Accountants work to shed ‘boring’ tag amid hiring crisis


“We’ve heard the rumours that accounting is nerdy and boring,” a US accounting trade body confides on one of its websites, before adding: “We’ve gotta let you in on a secret. That is just not true.”
Faced with a sharp decline in the number of people taking exams for entry to the profession, and a slide in interest in university accounting courses that hints at deeper trouble to come, the industry is trying to reverse the trend.
From the Big Four audit firms to state accounting regulators, players are pursuing a raft of new measures to attract people to a career in accounting, including advertising to high-schoolers and programmes to cut the cost of becoming a certified public accountant (CPA).

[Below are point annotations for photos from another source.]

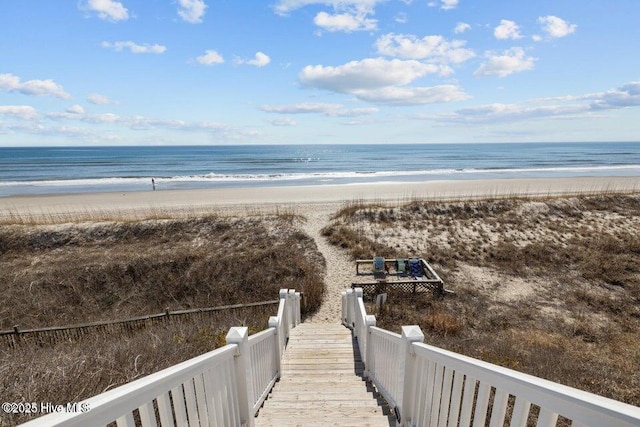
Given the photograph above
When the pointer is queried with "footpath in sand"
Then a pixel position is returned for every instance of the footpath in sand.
(339, 269)
(322, 382)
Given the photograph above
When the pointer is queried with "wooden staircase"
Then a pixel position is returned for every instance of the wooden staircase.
(321, 383)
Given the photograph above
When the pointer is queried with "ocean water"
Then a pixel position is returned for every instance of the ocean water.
(50, 170)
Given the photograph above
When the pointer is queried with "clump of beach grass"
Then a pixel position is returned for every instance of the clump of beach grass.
(545, 285)
(79, 271)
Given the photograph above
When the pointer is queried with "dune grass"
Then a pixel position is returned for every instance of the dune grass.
(549, 286)
(77, 272)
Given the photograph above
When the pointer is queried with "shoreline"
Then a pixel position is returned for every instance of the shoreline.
(309, 195)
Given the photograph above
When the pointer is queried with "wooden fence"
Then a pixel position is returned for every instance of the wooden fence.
(55, 334)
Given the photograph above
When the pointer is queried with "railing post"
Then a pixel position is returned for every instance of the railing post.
(410, 334)
(369, 351)
(350, 308)
(273, 323)
(285, 313)
(344, 307)
(357, 294)
(242, 361)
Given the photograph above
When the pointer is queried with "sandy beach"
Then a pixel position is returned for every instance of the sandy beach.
(300, 198)
(316, 204)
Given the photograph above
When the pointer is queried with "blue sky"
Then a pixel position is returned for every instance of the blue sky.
(144, 72)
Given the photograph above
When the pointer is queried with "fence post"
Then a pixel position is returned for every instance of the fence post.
(273, 323)
(357, 294)
(16, 332)
(369, 355)
(410, 334)
(242, 361)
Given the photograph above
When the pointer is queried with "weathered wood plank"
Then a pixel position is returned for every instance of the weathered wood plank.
(320, 360)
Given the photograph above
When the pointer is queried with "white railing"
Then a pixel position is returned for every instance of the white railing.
(428, 386)
(224, 387)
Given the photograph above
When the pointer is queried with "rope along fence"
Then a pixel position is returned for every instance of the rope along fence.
(54, 334)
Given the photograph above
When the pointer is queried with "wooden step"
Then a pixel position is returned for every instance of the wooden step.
(321, 383)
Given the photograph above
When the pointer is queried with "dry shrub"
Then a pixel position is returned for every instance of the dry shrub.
(580, 255)
(87, 272)
(77, 273)
(441, 323)
(72, 371)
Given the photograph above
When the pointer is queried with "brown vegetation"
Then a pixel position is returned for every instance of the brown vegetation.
(80, 272)
(546, 286)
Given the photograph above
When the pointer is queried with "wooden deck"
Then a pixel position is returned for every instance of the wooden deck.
(322, 384)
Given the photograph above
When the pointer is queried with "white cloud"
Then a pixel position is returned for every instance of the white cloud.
(366, 74)
(428, 47)
(395, 95)
(97, 99)
(381, 81)
(444, 4)
(401, 18)
(511, 61)
(347, 16)
(625, 96)
(283, 121)
(25, 112)
(108, 10)
(507, 30)
(134, 47)
(210, 57)
(260, 60)
(461, 27)
(449, 4)
(76, 109)
(11, 83)
(192, 11)
(283, 7)
(492, 113)
(556, 27)
(346, 22)
(327, 109)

The industry is lobbying in favour of two bills on Capitol Hill that would allow funding from government programmes for STEM (science, technology, engineering and mathematics) courses to be directed to accounting, too, on the grounds that it is now a high-tech profession.
“The profession has changed so much,” said Colleen Conrad, executive vice-president of the National Association of State Boards of Accountancy (Nasba), which represents industry regulators. “Technology is in pretty much everything you do in the accounting profession and CPAs spend a lot of time with internal controls, system controls, cyber security.”
In her speech, Ho of the PCAOB identified lower starting salaries compared with other professions as a key problem. “Starting salary in the audit profession is lower than other professions, such as data scientists and IT professionals,” she said. “In my opinion, this is a crisis. We cannot afford a world with no accountants or a capital market with no auditors.”
The US Bureau of Labor Statistics found average annual salary for auditors and accountants nationally to be $77,250 for 2021, though pay for those at the largest firms is significantly higher. Social media forums and jobs boards often carry complaints from early-career accountants about gruelling hours, as well as low pay.
Abrash said the shortage was “not an economic only issue” as “this is not a generation that is all about money”.
And Nasba’s Conrad said an economic downturn might help swing people back to the profession.
“When the economy is good, the market is good, there is a lot of M&A activity, people that might go into accounting may say they’ll go into finance,” she said. “If the economy starts to turn and we start to see lay-offs as we have recently among the investment banks, you may see people coming back to accounting.
“Accounting is solid. You can always get a job as a CPA.”